Informations détaillées
  • 1 ATHEISME
    1 AUMONIERS SCOLAIRES
    1 BIEN SUPREME
    1 CHARITE ENVERS LE PROCHAIN
    1 EDUCATION RELIGIEUSE
    1 ENSEIGNEMENT OFFICIEL
    1 ESPRIT UNIVERSITAIRE
    1 FOI
    1 FRANC-MACONNERIE
    1 HERESIE
    1 INDIFFERENCE
    1 JUIFS
    1 LAICISME
    1 LYCEES
    1 MAITRES
    1 PARENTS D'ELEVES
    1 PROTESTANTISME
    1 PROTESTANTISME ADVERSAIRE
    1 PROVISEURS
    1 RATIONALISME
    1 RETOUR A L'UNITE
    1 TOLERANCE
    1 UNITE DE L'EGLISE
    2 AZAIS, PIERRE
    2 HARTMANN, EDOUARD VON
    2 JOUBIN, L.
    2 SARCEY, FRANCISQUE
    2 VIGUIE, JEAN-ARISTE
    3 ANGLETERRE
    3 NIMES
  • 16 avril 1875,
  • Nîmes
La lettre

A son tour, M. Sarcey vient à la rescousse dans un article du XIXe Siècle, reproduit le 4 avril, par le Midi, Mais de quoi se mêle-t-il quand son article renferme les plus monstrueuses inexactitudes? « Tout le monde sait qu’à Nimes la population se divise par moitiés à peu près égales en catholiques et protestants; » mais non: personne à Nimes ni ailleurs ne sait cela, attendu que l’allégation est de la plus absolue fausseté. La population catholique est de beaucoup supérieure à la population protestante; mais passons. « Tous les efforts d’une sage politique doivent donc tendre en ce pays à calmer l’aigreur des esprits, à éviter les prétextes de querelles, à multiplier les points de contact et les occasions de rapprochement entre les deux partis. »

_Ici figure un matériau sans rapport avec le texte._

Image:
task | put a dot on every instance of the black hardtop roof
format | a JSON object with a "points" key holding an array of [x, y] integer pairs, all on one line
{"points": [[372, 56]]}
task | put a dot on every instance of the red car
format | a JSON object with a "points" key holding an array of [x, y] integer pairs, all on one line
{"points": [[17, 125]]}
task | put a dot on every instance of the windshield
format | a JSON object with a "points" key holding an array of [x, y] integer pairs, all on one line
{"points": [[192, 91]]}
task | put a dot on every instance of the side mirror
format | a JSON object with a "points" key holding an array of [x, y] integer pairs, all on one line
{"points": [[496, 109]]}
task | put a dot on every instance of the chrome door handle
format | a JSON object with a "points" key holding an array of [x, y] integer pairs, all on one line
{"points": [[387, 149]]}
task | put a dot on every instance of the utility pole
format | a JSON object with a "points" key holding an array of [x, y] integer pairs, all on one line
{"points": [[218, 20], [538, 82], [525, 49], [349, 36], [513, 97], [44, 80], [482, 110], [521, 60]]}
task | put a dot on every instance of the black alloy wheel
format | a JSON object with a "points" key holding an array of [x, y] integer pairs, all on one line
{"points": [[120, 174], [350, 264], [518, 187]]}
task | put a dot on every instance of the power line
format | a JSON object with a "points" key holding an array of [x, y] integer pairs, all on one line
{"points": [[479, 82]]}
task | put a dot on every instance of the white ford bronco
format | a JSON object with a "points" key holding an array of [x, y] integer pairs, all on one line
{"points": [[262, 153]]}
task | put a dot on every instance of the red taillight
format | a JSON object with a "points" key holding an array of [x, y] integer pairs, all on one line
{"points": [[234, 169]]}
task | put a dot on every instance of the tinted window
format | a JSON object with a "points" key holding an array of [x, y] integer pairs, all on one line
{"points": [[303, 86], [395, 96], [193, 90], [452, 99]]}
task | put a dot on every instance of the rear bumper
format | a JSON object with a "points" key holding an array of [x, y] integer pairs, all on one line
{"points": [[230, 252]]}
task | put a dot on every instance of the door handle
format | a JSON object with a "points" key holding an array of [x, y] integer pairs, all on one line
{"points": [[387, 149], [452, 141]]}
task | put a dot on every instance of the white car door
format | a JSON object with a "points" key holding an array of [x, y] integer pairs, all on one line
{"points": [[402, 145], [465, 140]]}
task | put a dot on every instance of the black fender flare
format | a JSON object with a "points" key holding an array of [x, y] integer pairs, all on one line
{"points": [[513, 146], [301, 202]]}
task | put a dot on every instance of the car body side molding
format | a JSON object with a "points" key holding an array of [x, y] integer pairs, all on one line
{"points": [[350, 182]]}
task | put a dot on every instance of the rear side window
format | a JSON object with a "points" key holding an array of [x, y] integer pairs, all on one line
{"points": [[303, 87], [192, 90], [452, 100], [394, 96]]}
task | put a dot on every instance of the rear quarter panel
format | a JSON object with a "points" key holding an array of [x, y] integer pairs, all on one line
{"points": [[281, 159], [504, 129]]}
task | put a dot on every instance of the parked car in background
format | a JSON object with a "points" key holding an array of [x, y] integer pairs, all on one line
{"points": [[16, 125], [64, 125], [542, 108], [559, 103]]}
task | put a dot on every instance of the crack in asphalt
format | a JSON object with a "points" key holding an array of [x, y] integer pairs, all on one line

C’est parler d’or, s’il s’agit des partis: mais il s’agit de communions opposées, ce qui est un peu différent; et encore c’est établir que les partis n’ont aucun principe, car s’ils en ont, tant que les principes seront en présence, où sera la possibilité de l’union, excepté dans le mépris universel pour les partis, leurs opinions et leurs défenseurs?

Ah! je comprends très bien l’esprit de l’Eglise catholique qui lance l’anathème contre l’hérésie à son origine, et qui, quand elle s’est épuisée par le venin même de l’erreur, fait des avances aux sectaires égarés pour les ramener dans son sein; c’est le système adopté en Angleterre. Il a produit toutes les conversions dont nous sommes les heureux témoins. En France, nous n’en sommes pas là, et, sous l’influence allemande, du protestantisme d’autrefois on en est venu au protestantisme libéral, et du protestantisme libéral à la démagogie et à l’incrédulité.

Une brochure allemande nous le révélait naguère. Laissant le catholicisme à part, l’auteur très connu de l’autre côté du Rhin, M. Edouard von Hartmann, élevé dans le protestantisme, vient, paraît-il, de manifester au public prussien l’état de décomposition où, en vertu de son principe, le protestantisme libéral est arrivé. Il a été lui-même protestant libéral, il ne l’est plus; toutes ses vieilles croyances se sont écroulées. Au nom du principe du libre examen, il nie l’avenir au delà de la tombe, il nie l’âme, il nie Dieu. A Dieu, il oppose l’homme, et l’homme triomphera de Dieu. Les adorateurs de Dieu! mais c’est un parti qu’il faut, au nom de la tolérance, unir, pour les confondre, aux protestants libéraux, aux protestants orthodoxes, aux Juifs, aux catholiques.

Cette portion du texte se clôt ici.